Zamachowiec zaatakował dwóch dziennikarzy agencji Premieres Lignes, którzy wyszli na papierosa przed budynek przy rue Nicolas Appert 10 w XI dzielnicy Paryża. Dawniej mieściła się tam redakcja "Charlie Hebdo”.
Satyryczny tygodnik przeniósł się jednak pod nowy adres, utrzymywany obecnie w tajemnicy, po atakach terrorystycznych ze stycznia 2015 r.. Dżihadyści otworzyli wówczas ogień z broni maszynowej w siedzibie redakcji. Zginęło 12 osób, w tym główni rysownicy gazety.
18-letni Pakistańczyk tuż przed zamachem miał przeprowadzić rekonesans, nie zorientował się jednak, że w budynku nie ma już redakcji "Charlie Hebdo". A to właśnie jej pracowników chciał ukarać za ponowną publikację karykatur Mahometa.

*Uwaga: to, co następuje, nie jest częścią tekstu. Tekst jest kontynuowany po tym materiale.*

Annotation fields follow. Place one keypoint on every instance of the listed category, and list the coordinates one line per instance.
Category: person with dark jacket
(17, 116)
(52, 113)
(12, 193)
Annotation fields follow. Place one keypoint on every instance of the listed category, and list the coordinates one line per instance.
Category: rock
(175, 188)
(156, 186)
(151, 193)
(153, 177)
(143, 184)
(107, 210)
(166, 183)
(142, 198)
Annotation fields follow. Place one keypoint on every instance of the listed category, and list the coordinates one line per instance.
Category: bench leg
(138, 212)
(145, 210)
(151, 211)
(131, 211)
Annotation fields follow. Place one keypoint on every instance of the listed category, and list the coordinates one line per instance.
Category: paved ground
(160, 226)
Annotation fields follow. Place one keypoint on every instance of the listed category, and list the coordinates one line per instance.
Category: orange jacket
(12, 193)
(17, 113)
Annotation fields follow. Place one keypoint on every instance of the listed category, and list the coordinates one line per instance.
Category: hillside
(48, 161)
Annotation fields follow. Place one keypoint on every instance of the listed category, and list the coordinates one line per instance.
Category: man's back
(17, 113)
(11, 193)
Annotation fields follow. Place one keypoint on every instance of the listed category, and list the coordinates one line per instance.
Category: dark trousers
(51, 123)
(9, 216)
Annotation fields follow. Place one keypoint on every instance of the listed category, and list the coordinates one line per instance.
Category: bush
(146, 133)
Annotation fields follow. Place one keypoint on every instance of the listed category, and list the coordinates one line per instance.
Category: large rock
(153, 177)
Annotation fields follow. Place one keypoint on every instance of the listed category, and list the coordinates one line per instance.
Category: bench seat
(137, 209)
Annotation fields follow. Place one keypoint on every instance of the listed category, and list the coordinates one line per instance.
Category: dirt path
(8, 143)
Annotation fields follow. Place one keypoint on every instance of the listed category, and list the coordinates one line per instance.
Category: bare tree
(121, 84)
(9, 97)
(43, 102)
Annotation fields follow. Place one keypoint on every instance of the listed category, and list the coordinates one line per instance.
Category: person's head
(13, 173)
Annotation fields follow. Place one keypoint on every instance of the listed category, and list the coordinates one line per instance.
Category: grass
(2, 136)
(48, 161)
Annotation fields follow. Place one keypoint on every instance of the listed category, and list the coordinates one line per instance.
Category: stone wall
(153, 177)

Atak w Paryżu. Zatrzymano już 9 osób
W areszcie oprócz 18-latka przebywa jeszcze osiem osób. Jest wśród nich pięciu mężczyzn, którzy mieszkali z nim w podparyskim Pantin, dwóch bliskich znajomych i młodszy brat, który został aresztowany w departamencie Val-d'Oise.
Portal leparisen.fr informuje, że podejrzany o zamach 18-latek trafił do Francji 3 lata temu. To Ali H. Nieletnim chłopakiem, który dotarł do Francji bez rodziców, zajęły się wówczas służby społeczne. Podejrzewano wówczas, że może być starszy niż podaje, jednak sąd rodzinny nie wyraził zgody na przeprowadzenie badań, umożliwiających sprecyzowanie jego wieku. Jak donoszą francuskie media, to standardowa decyzja wielu sądów - badania te nie są bowiem zbyt wiarygodne.
Według francuskich służb Ali H. nigdy nie wykazywał oznak radykalizacji. W czerwcu został jednak zatrzymany przez policję za posiadanie broni.